Although T. rex is recognized as the largest carnivore in western North American during its time, scientists are not sure whether the tyrant king was more of a predator or a scavenger; the two certainly aren’t mutually exclusive. So, while it’s plausible that a Triceratops would have comprised a typical T. rex treat, the nature of their interaction—and whether the Triceratops had already been felled by some other malady first—is left up to the imagination. The send-off seems grim, but no one can say Hatcher isn’t retiring in style.
Once Carrano and Research Casting International were satisfied with this climactic rendering, the team then disassembled the duo and prepared them for the return trip to D.C.
While the Wankel rex was on sabbatical, the Museum seized the opportunity to revamp the entirety of its century-old fossil hall, hoping to reinvigorate the exhibition with the latest paleontological science in time to coincide with the return of rex. And so began the largest, most extensive renovation in museum history. When the new Koch Hall of Fossils reopens in June 2019, it will reveal a completely refurbished 31,000-square-foot space stocked floor-to-ceiling with dazzling fossils from eras gone by—centered around the Nation’s T. rex as its breathtaking pièce de résistance. Over 700 specimens of animals, plants and insects will accompany the T. rex in showcasing the 3.7 billion years of life thus far on Earth.
“The history of life has always been rich and diverse and complicated as it is today, just without humans,” says Kathy Hollis, the Museum’s national fossil collections manager. “We’re just a blip or a moment in the Earth’s history. We have the consciousness to think about that, and put ourselves in context of history and future.”
Although 80 to 85 percent of this T. rex (at least, by size) was recovered in the excavation, several of the fossils, including the head and most of the ribs, are too fragile for display. Just over half of the bones that are ultimately unveiled to the public will be bona fide dino; carefully reconstructed synthetics will fill in the gaps. For the bones for which there is no true counterpart, Carrano and his team have appended approximations with the utmost accuracy, either drawing from mirror images in the dinosaur’s anatomy or modeling on other T. rex skeletons from separate excavations.

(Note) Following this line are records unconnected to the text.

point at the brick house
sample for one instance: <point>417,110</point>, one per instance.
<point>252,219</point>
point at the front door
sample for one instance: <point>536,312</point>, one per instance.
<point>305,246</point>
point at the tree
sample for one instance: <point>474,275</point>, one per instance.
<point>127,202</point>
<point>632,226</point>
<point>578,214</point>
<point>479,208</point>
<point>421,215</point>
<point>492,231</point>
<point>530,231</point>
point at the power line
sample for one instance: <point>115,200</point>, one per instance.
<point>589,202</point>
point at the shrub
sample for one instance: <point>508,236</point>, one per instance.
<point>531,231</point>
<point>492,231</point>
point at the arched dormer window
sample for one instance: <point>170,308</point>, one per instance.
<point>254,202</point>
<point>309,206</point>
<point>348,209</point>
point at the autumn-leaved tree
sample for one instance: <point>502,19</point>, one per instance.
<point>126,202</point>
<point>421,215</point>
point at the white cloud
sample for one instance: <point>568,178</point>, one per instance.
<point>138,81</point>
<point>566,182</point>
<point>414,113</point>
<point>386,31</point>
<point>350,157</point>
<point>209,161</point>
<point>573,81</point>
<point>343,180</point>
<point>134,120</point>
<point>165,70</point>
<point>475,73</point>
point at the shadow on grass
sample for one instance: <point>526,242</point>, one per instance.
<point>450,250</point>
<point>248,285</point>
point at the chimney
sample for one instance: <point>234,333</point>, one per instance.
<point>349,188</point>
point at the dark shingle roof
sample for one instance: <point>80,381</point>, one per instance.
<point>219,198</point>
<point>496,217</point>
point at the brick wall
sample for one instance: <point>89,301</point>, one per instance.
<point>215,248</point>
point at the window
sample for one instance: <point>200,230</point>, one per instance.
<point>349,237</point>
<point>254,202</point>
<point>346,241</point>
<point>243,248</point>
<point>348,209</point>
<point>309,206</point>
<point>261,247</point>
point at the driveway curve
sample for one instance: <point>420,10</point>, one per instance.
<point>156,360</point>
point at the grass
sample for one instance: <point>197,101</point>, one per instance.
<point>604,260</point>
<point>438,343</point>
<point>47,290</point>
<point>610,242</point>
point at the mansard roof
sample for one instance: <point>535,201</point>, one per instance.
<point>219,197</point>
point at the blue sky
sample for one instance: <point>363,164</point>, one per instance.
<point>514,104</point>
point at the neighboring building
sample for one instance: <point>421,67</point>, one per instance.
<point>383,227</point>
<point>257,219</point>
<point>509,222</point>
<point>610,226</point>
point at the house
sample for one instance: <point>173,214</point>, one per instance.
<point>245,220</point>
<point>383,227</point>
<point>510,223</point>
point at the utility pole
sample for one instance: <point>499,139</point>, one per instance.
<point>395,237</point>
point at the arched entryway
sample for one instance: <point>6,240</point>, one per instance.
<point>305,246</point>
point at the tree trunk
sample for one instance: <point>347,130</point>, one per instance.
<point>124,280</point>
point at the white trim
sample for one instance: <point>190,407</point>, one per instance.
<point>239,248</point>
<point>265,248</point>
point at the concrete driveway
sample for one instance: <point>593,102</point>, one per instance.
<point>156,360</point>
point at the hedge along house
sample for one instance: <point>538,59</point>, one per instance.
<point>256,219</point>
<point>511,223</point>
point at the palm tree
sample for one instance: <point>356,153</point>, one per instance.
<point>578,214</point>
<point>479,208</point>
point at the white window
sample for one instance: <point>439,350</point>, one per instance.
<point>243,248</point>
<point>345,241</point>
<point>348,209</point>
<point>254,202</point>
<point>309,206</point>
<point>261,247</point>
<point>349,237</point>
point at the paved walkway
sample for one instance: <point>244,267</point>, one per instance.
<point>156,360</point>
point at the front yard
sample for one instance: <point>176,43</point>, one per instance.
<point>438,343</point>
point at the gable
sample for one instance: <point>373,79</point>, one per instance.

The Wankel rex surfaced at an opportune juncture in the timeline of paleontological technology. With the mostly intact skeleton, scientists eagerly expanded their knowledge of Tyrannosaurus, including the first physical forearm specimen in history. What’s more, we now know the Nation’s T. rex died when it was about 18 years old. Delightfully, the age of a dino tracks like a tree: simply saw through a bone and count its rings. Its cause of death and sex, though, remain mysterious.
However, Carrano believes there is more to come. “Undoubtedly there are still things we’re going to learn from it,” he says.
This is an emotional time for Carrano: the re-opening of the fossil hall is a culmination of his career at the Smithsonian thus far, a project he has invested in since 2002.
“It’s still a little surreal: You spend so much time thinking about it, having meetings, planning for things—there’s so many people involved, and you’re focusing on every tiny detail,” he reflects. “And then you forget to imagine what it’s like when it’s all done. In one way or another, I’ve been thinking about this for over 16 years. It’s like sending a kid off to college.”
In the coming weeks, the Nation’s T. rex will be reassembled in its new home, allowing the rest of the Koch Hall of Fossils to reshape around its centerpiece. When the Hall opens next June, the Wankel rex will finally reveal itself to the public, hopefully bringing with it a resurgence of dino fever at the Smithsonian. But luckily for Hatcher—and the rest of the world—both Triceratops and Tyrannosaurus will remain frozen for the foreseeable future: no one’s getting eaten just yet.